Al preguntarle que cuanto le debía, sonriendo me dijo:

- Estás tonto; es un regalo.

Era una entrañable y maravillosa persona. Amigo de sus amigos.

Ya podían vivir Ramón y Felipe de las rentas. Sin necesidad de trabajar. Pero como “nada hay sublime, que no sea breve” (Campoamor) llegó el fatal desenlace de esta historia. Tras un pinchazo en el pecho y ser visto por los médicos, el diagnostico para Felipe, fue cáncer de pulmón.

Al parecer habían sido demasiados excesos. Llegó la preocupación en todos nosotros, la quimioterapia, la radioterapia. Dejó de fumar, pero ya era tarde. Los domingos se venia conmigo a Alcalá de Henares, a casa de mis padres. Allí pasábamos la tarde en familia, paseábamos por el casco histórico de la ciudad. Calles que le gustaban mucho.

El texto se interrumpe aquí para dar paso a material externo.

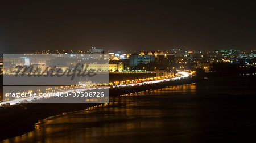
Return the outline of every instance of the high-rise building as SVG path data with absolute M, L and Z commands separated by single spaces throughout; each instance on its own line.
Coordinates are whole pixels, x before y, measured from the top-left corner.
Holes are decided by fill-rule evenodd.
M 154 61 L 155 61 L 154 55 L 131 54 L 130 55 L 130 66 L 132 67 L 140 64 L 148 64 Z

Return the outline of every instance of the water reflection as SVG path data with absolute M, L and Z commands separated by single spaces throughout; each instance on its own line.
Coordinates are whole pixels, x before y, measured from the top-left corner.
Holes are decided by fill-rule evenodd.
M 242 121 L 239 118 L 230 121 L 230 115 L 236 112 L 237 115 L 241 110 L 241 114 L 243 114 L 243 109 L 247 110 L 241 108 L 244 107 L 242 105 L 237 106 L 238 101 L 233 103 L 240 110 L 236 110 L 232 103 L 225 106 L 211 96 L 223 96 L 225 90 L 221 87 L 191 84 L 113 98 L 108 107 L 48 119 L 41 123 L 38 129 L 4 142 L 210 141 L 216 135 L 220 135 L 218 128 L 226 127 L 225 131 L 229 131 L 232 124 Z M 209 135 L 208 132 L 213 132 L 213 135 Z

Un día paseando juntos me dijo:

- Fredy. He vivido, he disfrutado.

El último día que le vi, volvíamos en el coche de Alcalá a Madrid. Se puso a cantar “estas son las mañanitas que cantaba el rey David a las muchachas bonitas…”

Cantaba con fuerza. Quería demostrar que aún seguía vivo.

Un sábado, había estado con sus tres mejores amigos, en un bar de la calle de la Lechuga, jugando a las cartas. Se acostó tarde. A la mañana siguiente, llamó Ramón para dar la triste noticia. Felipe había muerto. Tenía 56 años. A todos nos invadió una gran tristeza. Aunque sus restos descansan en la Almudena, está presente en el corazón de todos.